JavaScript is a very high level programming language. Most languages have characters and strings and can manipulate them differently. In JavaScript, that’s simply not the case. You have a very limited amount you can do. It’s the trade off of having very simple syntax. You don’t have as much control.
Nevertheless, there are some lower level APIs that are exposed. We have text encoders, as well as access to UInt8Arrays. These basically allocate linear memory that you can access similarly to arrays.
As part of a project I’m currently working on, there is a requirement to take basically an ~8mb book, store it in a JavaScript-compatible way, and decode it so that it can be used to render pages.
I’ve been thinking a lot recently about the most efficient way to store a book. In the end I decided to store the book in binary rather than in JSON string format. So this article is going to be about some performance / benchmarks around different ways to retrieve strings from binary string data.
JavaScript does useUTF-16 under the hood, but the built-in TextDecoder API allows parses in UTF-8. So we’ll basically be working exclusively in UTF-8.
A Micro-Course on UTF-8
UTF-8 is represented as a byte array (as all strings are underneath the hood regardless of encoding). Every byte stores a number from 0 to 255. Obviously there are more than 255 characters in all the languages. UTF-8 supports all 1,112,064 characters of unicode.

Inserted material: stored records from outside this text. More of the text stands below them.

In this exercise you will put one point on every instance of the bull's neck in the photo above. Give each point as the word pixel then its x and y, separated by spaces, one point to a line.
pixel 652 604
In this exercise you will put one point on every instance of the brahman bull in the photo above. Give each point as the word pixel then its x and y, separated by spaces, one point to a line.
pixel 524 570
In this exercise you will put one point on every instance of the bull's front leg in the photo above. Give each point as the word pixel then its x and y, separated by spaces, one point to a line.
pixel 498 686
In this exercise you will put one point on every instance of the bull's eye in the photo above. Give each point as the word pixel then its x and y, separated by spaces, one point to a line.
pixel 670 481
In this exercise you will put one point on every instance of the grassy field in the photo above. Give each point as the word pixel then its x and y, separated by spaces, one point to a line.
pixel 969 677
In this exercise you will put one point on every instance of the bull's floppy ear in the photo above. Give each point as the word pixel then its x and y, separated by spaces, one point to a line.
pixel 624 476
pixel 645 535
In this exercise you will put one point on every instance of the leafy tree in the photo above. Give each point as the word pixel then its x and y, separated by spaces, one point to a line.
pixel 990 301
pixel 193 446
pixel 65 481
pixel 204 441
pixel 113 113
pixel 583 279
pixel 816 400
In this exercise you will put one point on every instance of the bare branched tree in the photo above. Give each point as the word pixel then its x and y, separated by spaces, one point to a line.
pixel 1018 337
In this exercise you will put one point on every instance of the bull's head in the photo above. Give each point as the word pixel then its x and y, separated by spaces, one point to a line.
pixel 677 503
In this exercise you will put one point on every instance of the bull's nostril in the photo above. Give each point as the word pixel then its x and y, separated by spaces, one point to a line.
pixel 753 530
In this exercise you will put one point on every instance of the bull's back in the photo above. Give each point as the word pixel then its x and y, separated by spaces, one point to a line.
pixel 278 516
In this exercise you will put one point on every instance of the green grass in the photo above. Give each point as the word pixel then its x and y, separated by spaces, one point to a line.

How is this possible? UTF-8 can stretch and take up extra room for more complex characters. The most common english characters exist from 0–127. These include alphanumerical characters, some symbols and some system characters — like line breaks for example. At byte 128, the decoder understands that the next byte then will become part of the character. Then it becomes a two-byte character. This makes the amount of characters exponential, as each byte above 127 has a whole other 255 to work with. Continuing with this concept, UTF-8 can store up to 4 bytes of string.